Он швырнул на стол массивный кулак, от чего кубки дрогнули, а куски хлеба едва не соскользнули на пол. С ним рядом сидели ещё двое: один поменьше ростом, с каштановыми спутанными волосами, в броне куда более скромной и потёртой, а другой – чужеземец, скварниец, с рунами, будто выжженными на смуглой коже от лица до самых запястий. Они сидели чуть позади Хартинсона, и потому их разговор без помех долетал до его ушей. Поймав чужой взгляд, парень быстро отвёл глаза, сделав вид, будто занят только своей порцией еды.
– У нас в горах это хорошо известно! – горячился скварниец, выпрямляясь и почти выкрикивая слова с певучим, тягучим выговором. – Верховное королевство Хеллорданар, откуда я родом, и Верховное королевство Фаурахрас, откуда я ныне прибыл в эти ваши земли, уже давным-давно на служении короне! Не называй меня чужаком, Свирепый! Мы такие же норды, как и вы, равнинные, хоть и с других холмов!
– Ага, Лорс! На услужение интегриро… интериро… – попытался вставить норд, но язык его запутался, а ладонь бухнула по столу с такой силой, что посуда загрохотала, звеня как колокольцы. – Чёрт!
– Интегрированные? Ха-ха-ха-ха! – расхохотался скварниец, оскалившись во весь ряд крепких желтоватых зубов. – О Шор, да брось ты это на душу!
– Хеллорданар… и Фаурахрас, говоришь? – влез в перебранку второй норд, почесав подбородок. – А это где вообще?
– Вот! Вот о чём я и толкую! – воскликнул скварниец, разводя руками. – Вы даже не ведаете, где находится Северный и Южный Сквар! Индриг, да на вас бы карту в детстве смотреть учить!
– Знаем, это он просто скупой дурак. – отмахнулся норд. – Да, Тирл? Император архарождённый, поскольку он… чёрт!
– Да! – вскричал скварниец, громыхнув снова по столу так, что пиво перелилось через край кружки. – Да, чёрт бы нас побрал! Я об этом и говорю – он не посещал башню Шооль’варасс, дабы возжечь там Огни Палленальере!

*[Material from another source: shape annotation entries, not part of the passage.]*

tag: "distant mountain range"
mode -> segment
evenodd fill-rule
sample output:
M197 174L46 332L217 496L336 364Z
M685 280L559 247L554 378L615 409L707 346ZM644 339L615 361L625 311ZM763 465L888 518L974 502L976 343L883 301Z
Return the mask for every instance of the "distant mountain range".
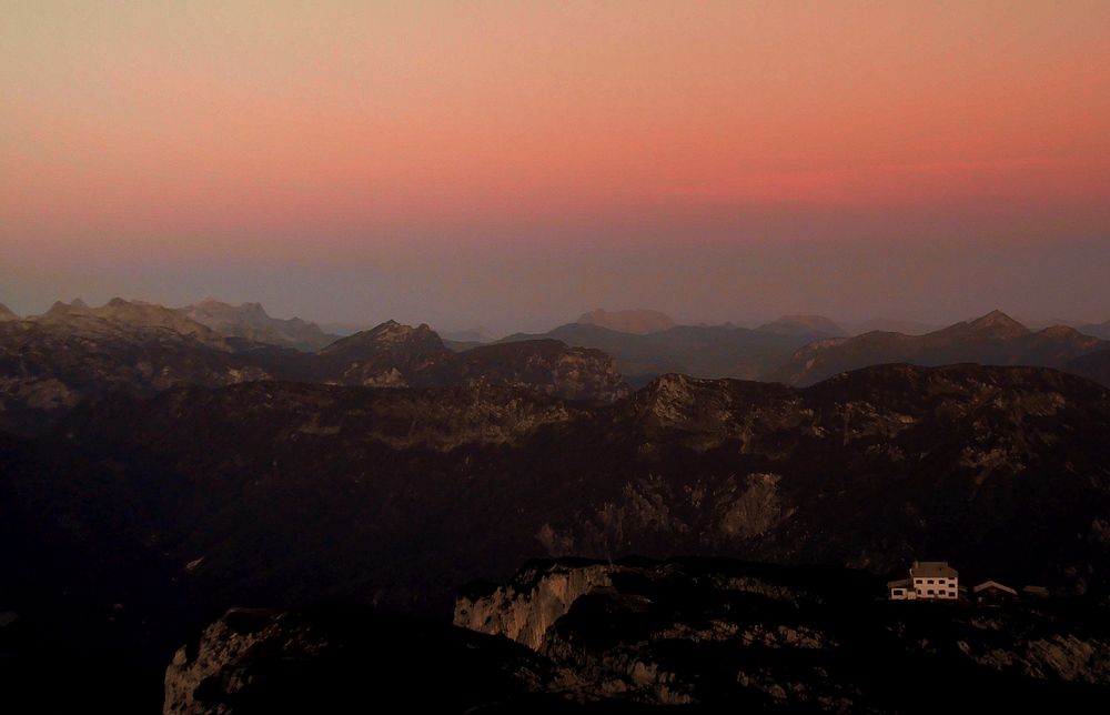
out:
M1108 433L1110 392L1042 367L668 375L603 406L506 386L114 394L0 433L0 608L165 664L232 605L445 620L463 584L568 554L875 574L927 554L1104 598Z
M208 325L225 338L239 338L252 343L314 351L337 339L337 335L330 335L315 323L300 318L290 320L271 318L259 303L229 305L208 299L195 305L179 309L178 312L202 325Z
M757 330L776 335L795 335L806 340L839 338L848 334L824 315L786 315L774 322L765 323Z
M1102 358L1078 359L1110 349L1110 342L1057 325L1030 331L995 311L922 335L847 331L819 315L781 318L755 330L731 325L676 325L627 333L568 323L546 333L518 333L500 342L554 339L602 350L617 362L629 384L678 372L698 377L738 377L807 385L839 372L882 363L944 365L977 362L1043 365L1110 384Z
M675 326L675 321L666 313L647 309L627 311L595 310L578 316L577 323L597 325L622 333L655 333Z
M250 305L206 312L229 334L190 310L0 321L0 613L97 659L161 665L244 603L445 618L533 557L924 556L1110 594L1110 391L1063 372L1110 382L1110 350L1070 328L575 323L455 351L387 321L306 351Z
M882 363L1043 365L1077 372L1073 361L1110 343L1057 325L1038 332L1000 311L925 335L871 332L806 345L766 376L809 385L837 373Z
M700 377L759 380L809 342L807 336L730 326L676 325L634 334L599 325L568 323L546 333L517 333L498 342L558 340L567 345L602 350L617 362L629 384L680 372Z
M315 352L289 346L322 335L306 325L274 321L261 306L174 310L122 299L100 308L59 302L42 315L0 322L0 430L41 431L88 400L117 391L149 396L179 383L516 385L588 402L627 392L608 355L556 341L454 352L427 325L389 321ZM273 343L258 342L265 340Z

– Шооль’варасс не посещали с момента… Чё-ё-ёрт… а посещали ли её после Олафа и его войска, Но’ордаторун?
– Посещали, но очень давно. – отозвался Тирл, откинувшись на спинку скамьи. – Около двух сотен лет тому в быль.
– Но это не утверждает то, что он драконокровный. – нахмурился первый норд. – Столп тут не при чём, покуда он носит Амулет и соблюдает обет защиты мира. Наш правитель способен использовать возглас, как и другие императоры до него.
– Возглас13 подвластен всем! – возразил скварниец. – И архарождённым и архакровным. Может он, правитель наш, вообще арха-нтуро!
– Людоящер? – удивлённо воскликнул трактирщик, который всё это время, наклонившись над стойкой, подслушивал разговор. – Те, что с домов болот Гроти-Самел, аль с далёкой империи арха-тсюке?
Галдёж становился всё громче, накатывая волнами. Он уже успел поднадоесть Эйлу, глухо звеня в ушах, словно комариный рой. Парень отставил миску и чуть повернул голову, когда к нему приблизилась девушка в лёгкой льняной накидке. Её походка была размеренной, а лицо – таким ясным и чистым, что Эйлу показалось, будто он глядит в осколок самого небесного свода. Голубые глаза, прохладные, как утренний иней, и светлые волосы, собранные ленточкой, делали её похожей на фарфоровую статуэтку. Северянки – особенные женщины. Иные, чем на юге и востоке: в них жила непоказная преданность, терпение, материнская забота и вместе с тем какая-то неукротимая искра, от которой мурашки шли по коже.
– Ну, здравствуй, красавица. – сказал он с ленивой улыбкой, чуть приподняв подбородок. – Чем обязан твоему приходу?
Она плавно склонила голову, будто осенний лист, срывающийся с ветви. В голосе её звенело что-то тонкое, почти невесомое, как дыхание меж снегами:
– Я пришла убрать за вами стол, путник. Вы уже поели?
Её слова прозвучали не как вопрос, но как приглашение к тишине, к завершённости трапезы, к переходу в мир теней и снов. Она была помощницей трактирщика – совсем юной, с простым узлом волос и лёгкой накидкой из холста, что ниспадала по плечам, как утренний иней на ветвях северного леса. От неё пахло хлебом, жаром очага и чем-то неуловимым – может, только что вымытой посудой, может, северной рекой, в которой купаются рассветы.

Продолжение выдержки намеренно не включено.